L’ALENA doit permettre une hausse des salaires et favoriser le respect des droits de la personne

10 octobre 2017

Les droits des populations doivent primer le profit, tout comme la souveraineté des États qui ont la responsabilité de gouverner pour le bien commun.

Lettre adressée à Chrystia Freeland, ministre des Affaires étrangères, et à Justin Trudeau, premier ministre du Canada

Le Centre international de solidarité ouvrière (CISO) et le Réseau québécois sur l’intégration continentale (RQIC) vous transmettent la présente correspondance concernant l’Accord de libre-échange nord-américain (ALENA). Étant donné que l’ALENA n’a pas respecté ses promesses pour les travailleuses et travailleurs des trois pays, nous vous rappelons l’importance de faire primer le respect des droits de la personne et ceux des travailleuses et des travailleurs sur les intérêts des entreprises transnationales.

Nous saluons votre ouverture à faire valoir les enjeux sociaux dans le cadre de ces négociations. Toutefois, force est de constater que nous ne pouvons pas juger de l’évolution des discussions, considérant le manque de transparence de ce processus, qui se déroule trop souvent en dehors des institutions démocratiques. Or, les peuples de la planète s’attendent à une amélioration de leur rémunération, comme le démontre la Confédération syndicale internationale dans un récent sondage. D’ailleurs, on y constate que 81 % de la population canadienne ne trouvent pas que le salaire minimum est suffisant pour avoir une vie décente.

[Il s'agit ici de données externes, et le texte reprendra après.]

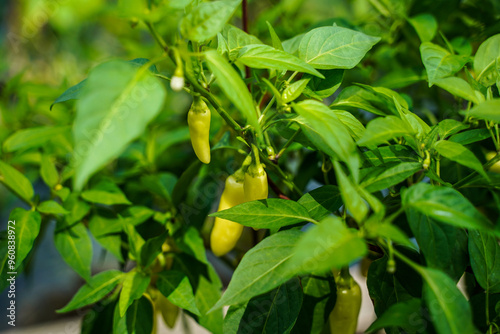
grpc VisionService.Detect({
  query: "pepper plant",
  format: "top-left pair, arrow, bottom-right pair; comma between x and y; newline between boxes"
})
0,0 -> 500,334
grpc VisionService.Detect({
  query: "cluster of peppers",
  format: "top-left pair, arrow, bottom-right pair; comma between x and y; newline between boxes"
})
186,96 -> 361,334
188,96 -> 268,256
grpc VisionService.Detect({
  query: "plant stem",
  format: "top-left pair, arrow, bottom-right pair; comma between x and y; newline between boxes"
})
241,0 -> 251,79
260,153 -> 303,196
453,152 -> 500,189
259,96 -> 276,123
144,21 -> 170,53
274,128 -> 302,161
145,22 -> 243,137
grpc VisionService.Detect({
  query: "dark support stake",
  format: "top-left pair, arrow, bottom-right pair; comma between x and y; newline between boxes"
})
241,0 -> 250,79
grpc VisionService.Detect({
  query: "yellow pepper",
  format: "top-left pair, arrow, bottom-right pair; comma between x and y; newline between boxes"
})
329,268 -> 361,334
210,172 -> 245,256
188,96 -> 210,164
245,163 -> 269,202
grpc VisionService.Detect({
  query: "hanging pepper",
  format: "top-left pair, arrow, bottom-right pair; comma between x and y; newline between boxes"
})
157,293 -> 179,333
244,146 -> 269,202
210,170 -> 245,256
188,96 -> 210,164
330,267 -> 361,334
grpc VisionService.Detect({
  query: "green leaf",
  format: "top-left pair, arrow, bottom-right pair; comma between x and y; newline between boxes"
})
36,201 -> 69,215
0,160 -> 35,203
438,118 -> 469,139
333,110 -> 365,140
333,161 -> 368,223
366,298 -> 426,333
3,126 -> 69,152
292,273 -> 337,334
419,267 -> 474,334
434,140 -> 488,179
287,217 -> 368,274
266,21 -> 284,51
363,144 -> 418,166
9,208 -> 42,271
309,70 -> 344,99
205,50 -> 260,129
297,185 -> 342,221
420,42 -> 467,87
434,77 -> 481,103
210,198 -> 312,229
73,61 -> 166,191
50,58 -> 158,110
226,26 -> 262,60
54,220 -> 92,281
365,218 -> 418,250
89,215 -> 124,262
113,297 -> 155,334
366,256 -> 416,320
238,278 -> 303,334
293,100 -> 359,173
474,34 -> 500,87
407,209 -> 473,282
448,129 -> 491,145
299,26 -> 380,70
194,263 -> 223,334
141,231 -> 169,267
40,155 -> 59,188
223,304 -> 246,334
283,79 -> 310,103
281,34 -> 305,55
469,231 -> 500,294
81,299 -> 116,334
81,181 -> 132,205
402,183 -> 494,232
466,99 -> 500,123
212,230 -> 302,310
238,44 -> 324,78
408,13 -> 438,43
357,116 -> 412,146
330,86 -> 394,116
180,0 -> 241,42
156,270 -> 200,315
123,223 -> 145,265
141,174 -> 178,203
56,270 -> 123,313
118,271 -> 151,318
50,79 -> 87,110
360,162 -> 422,192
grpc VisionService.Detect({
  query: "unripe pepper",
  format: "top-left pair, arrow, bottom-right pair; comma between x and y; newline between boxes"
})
486,151 -> 500,173
330,268 -> 361,334
157,293 -> 179,333
245,163 -> 269,202
188,96 -> 210,164
210,172 -> 245,256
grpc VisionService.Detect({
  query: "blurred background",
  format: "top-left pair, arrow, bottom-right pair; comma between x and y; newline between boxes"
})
0,0 -> 500,333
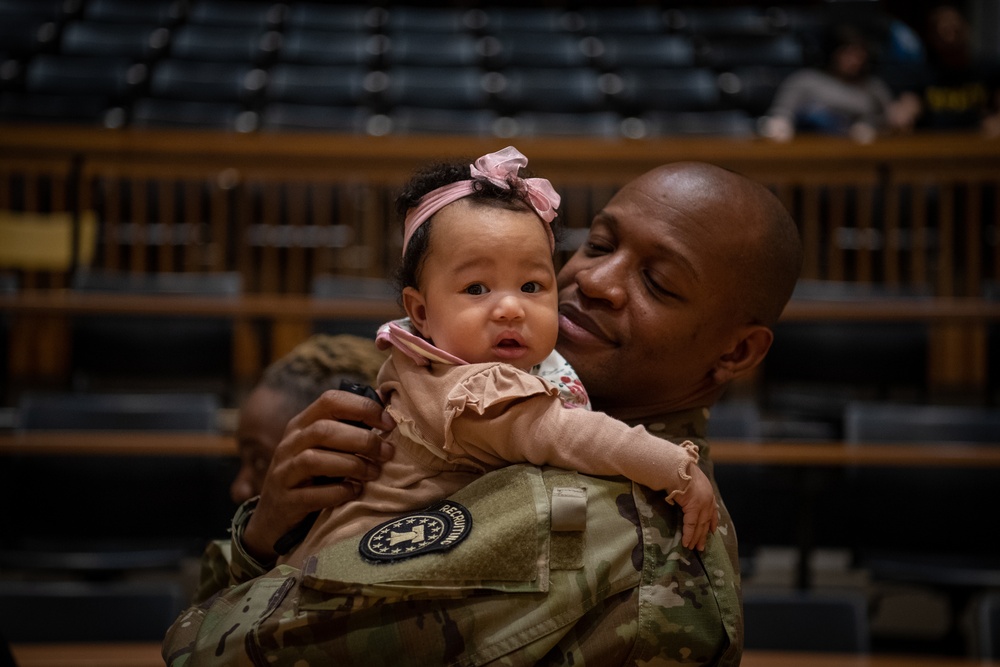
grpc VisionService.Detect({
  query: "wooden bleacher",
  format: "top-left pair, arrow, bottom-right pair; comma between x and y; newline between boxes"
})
0,125 -> 1000,391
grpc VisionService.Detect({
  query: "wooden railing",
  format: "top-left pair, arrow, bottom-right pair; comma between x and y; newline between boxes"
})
0,125 -> 1000,296
0,125 -> 1000,396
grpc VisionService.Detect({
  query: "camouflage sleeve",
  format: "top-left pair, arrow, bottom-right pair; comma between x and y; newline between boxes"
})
163,465 -> 732,667
229,496 -> 274,585
193,540 -> 232,604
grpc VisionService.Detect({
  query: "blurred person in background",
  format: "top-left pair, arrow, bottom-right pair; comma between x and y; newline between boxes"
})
900,4 -> 1000,137
761,25 -> 906,143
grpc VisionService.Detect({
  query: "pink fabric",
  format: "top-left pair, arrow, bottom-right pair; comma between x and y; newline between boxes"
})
403,146 -> 561,254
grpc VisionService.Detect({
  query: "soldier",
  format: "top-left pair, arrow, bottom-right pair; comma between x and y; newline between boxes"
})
163,163 -> 801,666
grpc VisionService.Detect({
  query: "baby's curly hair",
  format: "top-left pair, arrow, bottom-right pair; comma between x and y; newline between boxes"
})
395,159 -> 558,294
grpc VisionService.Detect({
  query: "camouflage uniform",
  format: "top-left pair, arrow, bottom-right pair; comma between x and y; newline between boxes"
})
163,410 -> 743,667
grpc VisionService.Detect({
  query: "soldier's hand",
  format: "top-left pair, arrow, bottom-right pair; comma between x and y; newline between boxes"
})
243,390 -> 395,563
674,465 -> 719,551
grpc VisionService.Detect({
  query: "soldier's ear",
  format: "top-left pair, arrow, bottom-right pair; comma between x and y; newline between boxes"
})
713,324 -> 774,384
403,287 -> 427,338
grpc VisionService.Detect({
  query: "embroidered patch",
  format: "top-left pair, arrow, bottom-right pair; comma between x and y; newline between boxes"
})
358,500 -> 472,563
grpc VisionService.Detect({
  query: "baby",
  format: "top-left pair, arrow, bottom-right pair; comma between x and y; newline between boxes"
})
286,147 -> 718,564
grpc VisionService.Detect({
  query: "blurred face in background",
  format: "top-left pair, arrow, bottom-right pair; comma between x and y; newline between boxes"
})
229,386 -> 297,504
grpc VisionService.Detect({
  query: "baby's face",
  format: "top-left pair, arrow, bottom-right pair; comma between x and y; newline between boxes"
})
403,199 -> 559,370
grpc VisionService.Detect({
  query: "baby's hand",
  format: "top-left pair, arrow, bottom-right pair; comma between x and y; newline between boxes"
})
674,465 -> 719,551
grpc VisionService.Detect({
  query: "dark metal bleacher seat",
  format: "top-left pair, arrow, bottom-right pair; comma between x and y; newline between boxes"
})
390,106 -> 499,137
504,111 -> 622,139
483,7 -> 584,37
613,67 -> 720,115
496,67 -> 606,113
265,63 -> 367,107
844,401 -> 1000,650
17,392 -> 222,432
761,280 -> 931,438
718,65 -> 797,116
381,66 -> 489,109
278,26 -> 387,66
664,5 -> 777,37
170,24 -> 282,65
285,2 -> 387,32
260,102 -> 372,134
71,271 -> 243,393
708,400 -> 764,442
698,34 -> 806,70
149,58 -> 267,102
0,580 -> 187,643
385,4 -> 479,34
24,53 -> 148,102
311,274 -> 394,338
187,0 -> 288,29
81,0 -> 187,26
596,33 -> 695,70
743,590 -> 870,653
59,21 -> 170,60
0,388 -> 235,578
641,109 -> 757,138
580,5 -> 666,37
0,91 -> 112,125
130,97 -> 259,132
384,32 -> 482,67
487,32 -> 591,71
974,591 -> 1000,660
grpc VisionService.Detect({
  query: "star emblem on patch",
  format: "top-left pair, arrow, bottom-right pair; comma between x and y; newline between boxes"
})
358,500 -> 472,563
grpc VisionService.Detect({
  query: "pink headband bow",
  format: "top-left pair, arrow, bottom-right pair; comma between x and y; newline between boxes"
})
403,146 -> 560,253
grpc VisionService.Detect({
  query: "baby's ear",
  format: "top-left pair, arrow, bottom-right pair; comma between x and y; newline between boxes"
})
403,287 -> 427,336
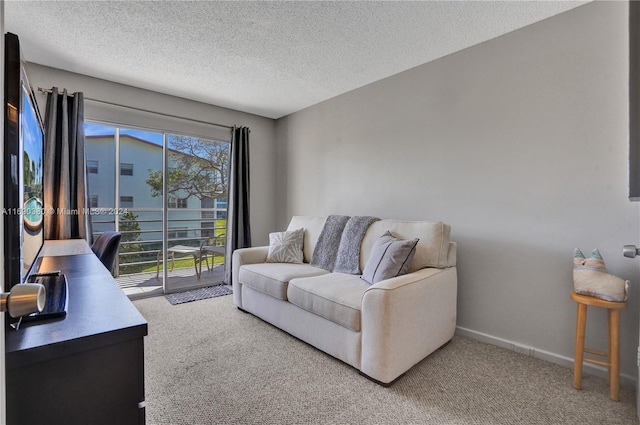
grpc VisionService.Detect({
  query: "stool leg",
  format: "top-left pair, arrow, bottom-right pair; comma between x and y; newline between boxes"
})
573,304 -> 587,390
609,308 -> 620,401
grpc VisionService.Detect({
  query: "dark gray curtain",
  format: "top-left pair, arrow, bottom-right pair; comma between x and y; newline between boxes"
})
44,87 -> 92,244
224,127 -> 251,285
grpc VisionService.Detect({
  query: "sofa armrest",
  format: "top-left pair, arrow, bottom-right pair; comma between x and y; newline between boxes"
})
360,267 -> 458,383
231,246 -> 269,308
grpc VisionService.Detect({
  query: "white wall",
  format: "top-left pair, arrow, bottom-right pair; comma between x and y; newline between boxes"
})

En tant qu’organisme de solidarité internationale, le CISO collabore depuis nombre d’années avec plusieurs partenaires mexicains. Depuis l’adoption de l’ALENA, il a observé la dégradation non seulement des conditions de vie et de travail, mais aussi du respect des droits fondamentaux au Mexique. Le dumping de produits agricoles et l’accaparement des terres par les compagnies minières ont mené à la destruction du mode de vie traditionnel paysan et à une dégradation de la souveraineté alimentaire. La masse de la population paysanne pauvre et désoeuvrée a créé un bassin de main-d’oeuvre bon marché pour les grandes transnationales, affaiblissant du coup l’économie locale. Au Mexique, rappelons qu’uniquement 10 % de la population est syndiquée et que, parmi ces 10 %, 90 % le sont par des syndicats « jaunes », très proches de l’État, défendant le plus souvent les intérêts des grandes compagnies. Tout cela se déroule dans un climat de répression et de violence généralisée ciblant en particulier celles et ceux qui défendent les droits de la personne.

Rappelons que le salaire minimum au Mexique ne s’est pas amélioré : seulement cinq dollars américains par jour. En solidarité avec la population mexicaine, nous souhaitons que votre gouvernement fasse pression pour que les salaires y soient augmentés et que les droits fondamentaux soient mieux protégés.

Salaire minimum à 15 $
Le RQIC, pour sa part, a fait connaître ses considérations sur le bilan de l’ALENA dans un mémoire transmis en juillet aux Affaires globales du Canada. La répartition inégale de la croissance des 23 dernières années, au bénéfice du 1 %, des grandes corporations transnationales et de leurs personnes dirigeantes, doit cesser. La hausse du salaire minimum à 15 $ est impérative dans cette perspective. D’ailleurs, la mobilisation s’intensifie aux États-Unis et au Canada en ce sens. Déjà plusieurs provinces ont emboîté le pas. Nous demandons que votre gouvernement applique la même politique dans sa juridiction du travail et qu’il fasse la promotion d’une hausse significative du salaire minimum auprès de ses partenaires dans le cadre de l’ALENA.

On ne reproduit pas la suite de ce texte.